Shifting my weight from foot to foot, I scanned the road outside the window. A few autumn leaves sprinkled past, a reminder that winter would soon come—that the world had and would continue turning.
“Looks like it’s at our storage facility. The owner of the motel had it towed,” the woman said. “You’re going to need to pay quite a bit to take it away, around three hundred dollars. It’s been there, what, like a week?”
“That’s fine,” I said.
“You didn’t know your car was missing for an entire week?” the woman asked, incredulous.
“Thanks so much for your help.”
I hung up the phone and then called my friend Donna, who swung by and rode with me to the storage facility so I wouldn’t have to leave my car there. I paid the man about half of what was in my account—a steep amount, which felt like a physical stabbing—and then drove the Mustang back to my apartment, Donna taking my red Chevy.
She clucked her tongue when we arrived back, her eyes dancing up toward my apartment. “I can’t believe you just paid that guy three-hundred bucks,” she said, shrugging. “You must really love this guy.”
“I don’t think I’ve seen anyone look better in a Mustang, Donna,” I replied, crossing my arms over my chest and following her gaze. “I’m going to marry him, and he deserves to have the things in his life that make him feel whole. I think this car does the trick.”
“You’ve been seeing him for what, a week? He’s gotten you into more trouble than you’ve ever been in in your life, and you’re already saying you’re going to marry him,” Donna said, rolling her eyes. “When you get in over your head, call me. I’ll help you out.”
“Trust me,” I whispered. “I know what I’m doing. I’ve never been so sure.”
My apartment door creaked open, revealing Colt. He wore only a pair of boxers. His muscles gleamed in the autumn light. Pressing his arms against the railing, he leaned over and stared at me. A smile crept across his face when he saw what I stood beside: his Mustang, the last reminder of his time in Detroit.
“What on earth did you do?” he called down to me.
“What do you think?”
He ran down the steps, rushing toward me, still in only his boxers
. In the light of the morning, it seemed that our troubles were truly over. As Donna stood off to the side slightly awkwardly, Colt pulled me into the air and spun me, allowing my legs to fling outward. I giggled madly, feeling his heart beat against my stomach as I arched my back.
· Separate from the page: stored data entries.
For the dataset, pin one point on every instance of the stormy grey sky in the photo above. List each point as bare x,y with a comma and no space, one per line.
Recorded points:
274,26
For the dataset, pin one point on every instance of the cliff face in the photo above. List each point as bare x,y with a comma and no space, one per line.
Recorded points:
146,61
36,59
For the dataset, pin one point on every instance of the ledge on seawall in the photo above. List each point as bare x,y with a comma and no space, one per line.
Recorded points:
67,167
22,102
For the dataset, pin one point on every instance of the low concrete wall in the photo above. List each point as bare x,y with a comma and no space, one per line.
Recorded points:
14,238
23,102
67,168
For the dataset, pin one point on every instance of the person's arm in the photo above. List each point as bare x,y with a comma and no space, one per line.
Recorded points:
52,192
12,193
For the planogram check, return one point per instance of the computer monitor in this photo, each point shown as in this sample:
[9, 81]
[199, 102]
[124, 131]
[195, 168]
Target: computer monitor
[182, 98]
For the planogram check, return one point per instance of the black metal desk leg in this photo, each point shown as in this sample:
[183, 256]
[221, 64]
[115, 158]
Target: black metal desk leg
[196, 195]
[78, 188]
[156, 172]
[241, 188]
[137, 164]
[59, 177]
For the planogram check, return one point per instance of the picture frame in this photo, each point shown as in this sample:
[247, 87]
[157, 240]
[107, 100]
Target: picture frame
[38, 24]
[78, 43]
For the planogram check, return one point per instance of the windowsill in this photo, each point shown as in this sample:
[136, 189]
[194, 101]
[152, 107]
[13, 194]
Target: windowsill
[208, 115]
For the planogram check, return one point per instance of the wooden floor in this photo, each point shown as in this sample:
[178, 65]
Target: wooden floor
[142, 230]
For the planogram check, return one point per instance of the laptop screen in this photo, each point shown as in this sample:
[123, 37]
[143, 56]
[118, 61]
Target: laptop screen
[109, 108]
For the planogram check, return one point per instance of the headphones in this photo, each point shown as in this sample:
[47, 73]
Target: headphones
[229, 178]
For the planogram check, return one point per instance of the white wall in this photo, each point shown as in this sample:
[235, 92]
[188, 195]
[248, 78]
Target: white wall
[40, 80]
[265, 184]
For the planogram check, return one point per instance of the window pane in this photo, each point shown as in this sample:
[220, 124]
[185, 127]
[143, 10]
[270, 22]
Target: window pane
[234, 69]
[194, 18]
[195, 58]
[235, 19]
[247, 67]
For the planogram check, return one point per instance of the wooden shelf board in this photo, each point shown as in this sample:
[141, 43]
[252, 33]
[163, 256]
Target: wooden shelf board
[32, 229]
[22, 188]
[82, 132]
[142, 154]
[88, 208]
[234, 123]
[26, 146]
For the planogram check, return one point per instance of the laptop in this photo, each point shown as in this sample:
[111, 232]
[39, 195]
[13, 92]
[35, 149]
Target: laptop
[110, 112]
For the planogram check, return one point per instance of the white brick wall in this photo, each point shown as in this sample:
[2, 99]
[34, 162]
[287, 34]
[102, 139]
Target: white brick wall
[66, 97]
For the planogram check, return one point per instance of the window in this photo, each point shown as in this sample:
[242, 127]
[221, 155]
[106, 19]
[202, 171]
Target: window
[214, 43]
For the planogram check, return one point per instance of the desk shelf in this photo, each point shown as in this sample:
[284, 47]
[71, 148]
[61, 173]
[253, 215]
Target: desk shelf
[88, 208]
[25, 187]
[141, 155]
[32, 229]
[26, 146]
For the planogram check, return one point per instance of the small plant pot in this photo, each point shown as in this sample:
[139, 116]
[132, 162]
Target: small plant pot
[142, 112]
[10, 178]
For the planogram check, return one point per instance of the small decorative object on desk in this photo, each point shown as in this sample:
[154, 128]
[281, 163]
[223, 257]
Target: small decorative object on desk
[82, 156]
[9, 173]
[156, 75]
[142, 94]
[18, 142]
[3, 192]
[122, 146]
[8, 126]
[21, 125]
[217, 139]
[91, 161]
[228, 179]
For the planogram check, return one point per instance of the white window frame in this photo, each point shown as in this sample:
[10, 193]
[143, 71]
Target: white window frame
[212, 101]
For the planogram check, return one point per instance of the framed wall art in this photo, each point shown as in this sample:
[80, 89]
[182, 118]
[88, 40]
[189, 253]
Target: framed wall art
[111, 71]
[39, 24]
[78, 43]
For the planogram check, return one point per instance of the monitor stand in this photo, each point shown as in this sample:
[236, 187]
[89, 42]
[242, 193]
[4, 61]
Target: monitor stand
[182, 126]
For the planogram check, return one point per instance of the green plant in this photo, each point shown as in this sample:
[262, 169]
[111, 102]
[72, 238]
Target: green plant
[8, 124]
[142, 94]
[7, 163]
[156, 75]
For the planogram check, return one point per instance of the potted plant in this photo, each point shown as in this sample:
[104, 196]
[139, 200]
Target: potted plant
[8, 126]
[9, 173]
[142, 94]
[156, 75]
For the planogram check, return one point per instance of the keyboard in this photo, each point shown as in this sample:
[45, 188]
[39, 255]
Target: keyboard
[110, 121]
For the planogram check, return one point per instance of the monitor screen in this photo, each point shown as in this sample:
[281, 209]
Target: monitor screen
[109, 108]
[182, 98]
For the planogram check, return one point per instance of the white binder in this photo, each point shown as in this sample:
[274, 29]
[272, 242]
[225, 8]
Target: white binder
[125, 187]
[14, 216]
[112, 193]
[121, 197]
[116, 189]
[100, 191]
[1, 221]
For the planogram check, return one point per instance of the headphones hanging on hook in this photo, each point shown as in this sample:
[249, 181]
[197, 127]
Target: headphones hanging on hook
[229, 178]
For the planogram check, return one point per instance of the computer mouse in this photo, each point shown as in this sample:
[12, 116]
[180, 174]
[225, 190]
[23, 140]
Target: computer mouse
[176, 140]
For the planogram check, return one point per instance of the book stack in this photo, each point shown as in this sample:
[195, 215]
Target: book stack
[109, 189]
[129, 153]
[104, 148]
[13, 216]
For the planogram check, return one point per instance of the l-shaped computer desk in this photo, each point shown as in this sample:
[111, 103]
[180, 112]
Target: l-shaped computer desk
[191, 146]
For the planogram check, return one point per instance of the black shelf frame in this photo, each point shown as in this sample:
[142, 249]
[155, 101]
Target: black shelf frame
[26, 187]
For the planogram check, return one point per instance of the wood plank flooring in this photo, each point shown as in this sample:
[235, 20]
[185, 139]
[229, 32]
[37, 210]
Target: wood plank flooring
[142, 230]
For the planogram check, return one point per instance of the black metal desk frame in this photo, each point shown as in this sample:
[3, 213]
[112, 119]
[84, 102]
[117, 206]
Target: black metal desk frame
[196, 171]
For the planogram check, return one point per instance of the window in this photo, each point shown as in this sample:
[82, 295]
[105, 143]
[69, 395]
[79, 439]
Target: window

When I was back on the ground, Colt turned to his Mustang, drawing a line with his finger down the side, toward the backend. Clucking his tongue, he gave me a look. “I bet you paid a fortune to get this out.”
I shrugged, not wanting to ruin the gift by making him feel bad. “The car’s ours, baby,” I said. “I fell in love with you when you drove this thing into the parking lot at the diner, and I want to see you driving it every day of our lives.”
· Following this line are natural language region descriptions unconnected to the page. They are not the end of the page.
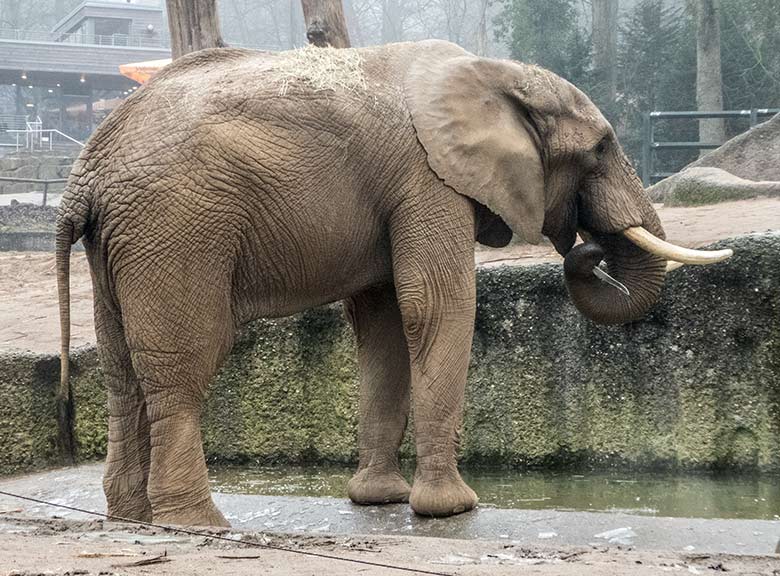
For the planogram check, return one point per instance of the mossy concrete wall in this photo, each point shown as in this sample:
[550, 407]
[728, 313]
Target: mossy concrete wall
[696, 384]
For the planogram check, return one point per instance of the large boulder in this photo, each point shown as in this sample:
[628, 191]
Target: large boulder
[744, 167]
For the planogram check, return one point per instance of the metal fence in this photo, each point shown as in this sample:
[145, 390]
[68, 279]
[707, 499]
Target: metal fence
[45, 182]
[650, 146]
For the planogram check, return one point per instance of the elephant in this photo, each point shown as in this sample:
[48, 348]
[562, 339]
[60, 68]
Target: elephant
[239, 184]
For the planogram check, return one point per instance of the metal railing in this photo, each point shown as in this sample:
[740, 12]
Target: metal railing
[38, 138]
[45, 182]
[123, 40]
[650, 146]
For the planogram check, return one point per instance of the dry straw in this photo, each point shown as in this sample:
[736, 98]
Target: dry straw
[321, 68]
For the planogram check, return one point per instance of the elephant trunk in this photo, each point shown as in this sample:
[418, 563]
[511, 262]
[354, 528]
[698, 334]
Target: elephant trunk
[636, 263]
[641, 272]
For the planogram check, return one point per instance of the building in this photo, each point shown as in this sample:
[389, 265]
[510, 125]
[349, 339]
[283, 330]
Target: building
[69, 77]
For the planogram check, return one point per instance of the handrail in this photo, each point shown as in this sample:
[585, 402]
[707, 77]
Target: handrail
[34, 133]
[109, 40]
[650, 145]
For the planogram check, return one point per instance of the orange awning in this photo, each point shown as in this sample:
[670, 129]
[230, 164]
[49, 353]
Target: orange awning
[143, 71]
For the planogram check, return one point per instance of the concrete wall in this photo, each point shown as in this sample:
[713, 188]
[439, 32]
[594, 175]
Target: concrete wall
[694, 385]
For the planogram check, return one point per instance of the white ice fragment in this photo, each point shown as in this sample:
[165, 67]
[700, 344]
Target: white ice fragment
[618, 535]
[456, 560]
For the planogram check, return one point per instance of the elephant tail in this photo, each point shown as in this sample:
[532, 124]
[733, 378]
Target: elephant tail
[71, 221]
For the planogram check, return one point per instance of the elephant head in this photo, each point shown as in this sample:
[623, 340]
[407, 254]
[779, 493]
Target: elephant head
[540, 159]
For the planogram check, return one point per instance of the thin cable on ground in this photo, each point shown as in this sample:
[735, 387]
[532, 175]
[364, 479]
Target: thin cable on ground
[216, 537]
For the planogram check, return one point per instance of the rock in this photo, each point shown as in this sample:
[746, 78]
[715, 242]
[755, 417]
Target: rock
[750, 157]
[696, 186]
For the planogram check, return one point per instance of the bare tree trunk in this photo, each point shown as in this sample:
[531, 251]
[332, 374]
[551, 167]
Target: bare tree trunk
[605, 25]
[354, 22]
[295, 24]
[325, 23]
[709, 84]
[482, 41]
[391, 21]
[194, 25]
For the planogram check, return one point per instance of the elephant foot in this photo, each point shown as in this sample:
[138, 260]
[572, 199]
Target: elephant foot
[442, 496]
[371, 486]
[203, 514]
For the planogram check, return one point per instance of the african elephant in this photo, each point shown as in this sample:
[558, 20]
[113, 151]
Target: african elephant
[239, 184]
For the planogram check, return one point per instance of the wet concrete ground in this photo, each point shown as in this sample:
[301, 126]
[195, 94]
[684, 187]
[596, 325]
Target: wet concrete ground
[81, 487]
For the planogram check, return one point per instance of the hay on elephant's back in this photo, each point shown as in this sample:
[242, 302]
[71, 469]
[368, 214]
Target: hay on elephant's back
[322, 68]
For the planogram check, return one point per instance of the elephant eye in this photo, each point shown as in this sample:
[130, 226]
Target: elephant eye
[601, 148]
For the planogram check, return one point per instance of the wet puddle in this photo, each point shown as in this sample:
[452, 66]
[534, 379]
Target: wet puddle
[651, 494]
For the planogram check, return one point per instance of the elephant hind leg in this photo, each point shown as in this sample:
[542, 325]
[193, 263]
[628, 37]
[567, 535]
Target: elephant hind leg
[178, 337]
[384, 396]
[127, 462]
[435, 283]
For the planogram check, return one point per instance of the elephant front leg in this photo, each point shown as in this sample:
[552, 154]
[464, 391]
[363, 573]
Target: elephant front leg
[435, 283]
[384, 396]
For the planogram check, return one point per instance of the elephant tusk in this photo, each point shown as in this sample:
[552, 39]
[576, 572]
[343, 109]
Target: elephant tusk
[667, 251]
[672, 265]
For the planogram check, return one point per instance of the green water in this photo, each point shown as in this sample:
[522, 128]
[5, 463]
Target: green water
[677, 495]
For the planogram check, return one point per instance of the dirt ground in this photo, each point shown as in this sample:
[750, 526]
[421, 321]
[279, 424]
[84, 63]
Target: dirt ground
[58, 548]
[28, 287]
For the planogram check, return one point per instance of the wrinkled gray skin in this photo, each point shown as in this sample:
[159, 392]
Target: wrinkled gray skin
[224, 191]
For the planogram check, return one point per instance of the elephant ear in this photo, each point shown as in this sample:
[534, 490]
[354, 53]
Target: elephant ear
[476, 121]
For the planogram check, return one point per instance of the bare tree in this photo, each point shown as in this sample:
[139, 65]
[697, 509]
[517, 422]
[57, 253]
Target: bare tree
[391, 21]
[325, 23]
[709, 83]
[605, 27]
[194, 25]
[481, 35]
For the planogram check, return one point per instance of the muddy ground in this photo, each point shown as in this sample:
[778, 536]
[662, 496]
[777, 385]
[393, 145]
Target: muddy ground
[28, 294]
[59, 547]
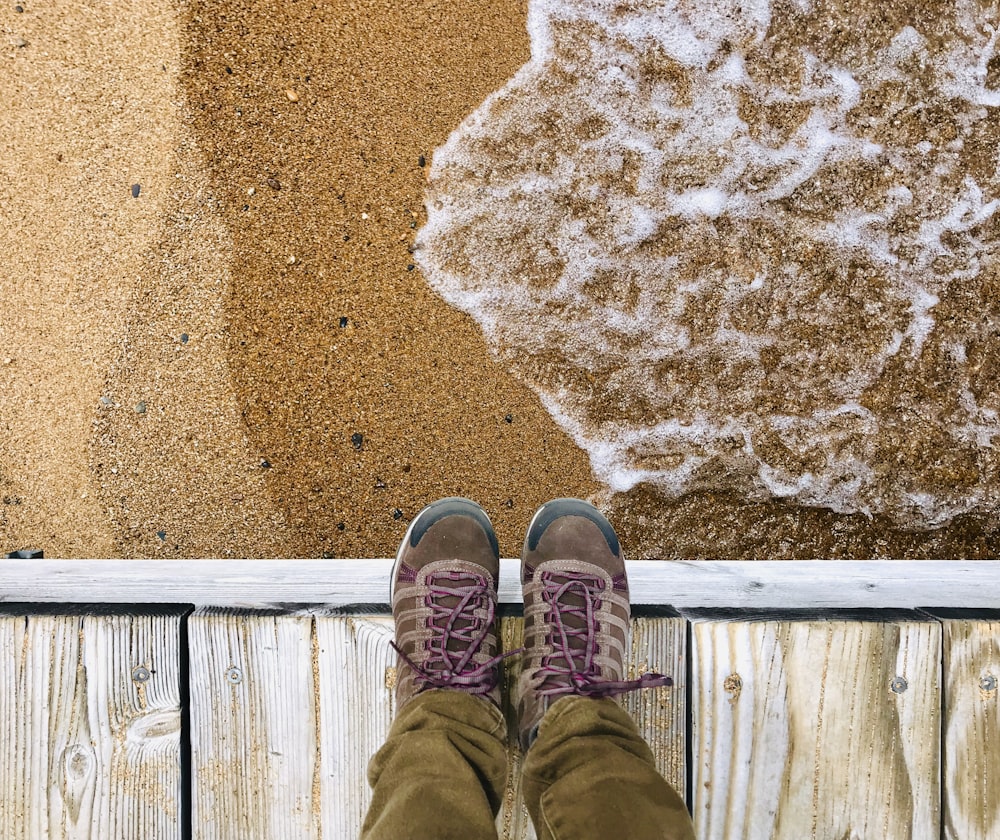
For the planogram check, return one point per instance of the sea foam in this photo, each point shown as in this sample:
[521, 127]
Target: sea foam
[745, 246]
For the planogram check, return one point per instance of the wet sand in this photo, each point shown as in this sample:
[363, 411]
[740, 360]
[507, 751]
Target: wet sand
[242, 360]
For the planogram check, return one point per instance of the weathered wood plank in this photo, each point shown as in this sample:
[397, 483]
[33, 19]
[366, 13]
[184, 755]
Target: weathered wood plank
[281, 748]
[93, 707]
[357, 675]
[816, 729]
[263, 584]
[657, 644]
[254, 727]
[972, 729]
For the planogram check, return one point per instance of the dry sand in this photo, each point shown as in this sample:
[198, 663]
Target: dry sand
[242, 361]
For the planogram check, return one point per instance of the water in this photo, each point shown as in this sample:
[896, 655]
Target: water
[745, 246]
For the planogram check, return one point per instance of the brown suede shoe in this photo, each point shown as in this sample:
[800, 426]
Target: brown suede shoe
[576, 612]
[444, 602]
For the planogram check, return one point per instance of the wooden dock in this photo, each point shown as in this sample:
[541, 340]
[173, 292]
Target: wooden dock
[226, 700]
He knocked on the top of the vehicle with his knuckles, shaking his head, incredulous. “Hop in,” he said, his voice booming.
Donna had darted away, giving me a firm wave before driving her car back to her place. With a flourish, I leaped into the passenger seat, buckled myself in, and watched as Colt revved the engine, toying with the radio and shoving a pair of sunglasses up his nose.
His exposed biceps pulsed as he turned the steering wheel and cranked us out toward the highway. Rolling down the windows, he yelled out, allowing his dark blond curls to whip behind his head.
As Iowa City flew past us, so did the solitude of our lives before we met one another. I clung to his right hand as he drove far too fast with the left. We wouldn’t slow down, not for anyone. The exhilaration of being in love was too immense. The exhilaration of knowing we would spend the rest of our lives together was everything.
I whipped my hand out the window, feeling the air race through my fingers, reminding myself that freedom was always a mental state. We didn’t have to leave to feel freedom and peace. We could find those things in each other.
Epilogue
Luna
A few weeks after Colt moved in with me, we got a call from my dad, letting us know he had been cleared to come home. His voice sounded more robust than it had before his stint in rehab, giving me cause for celebration.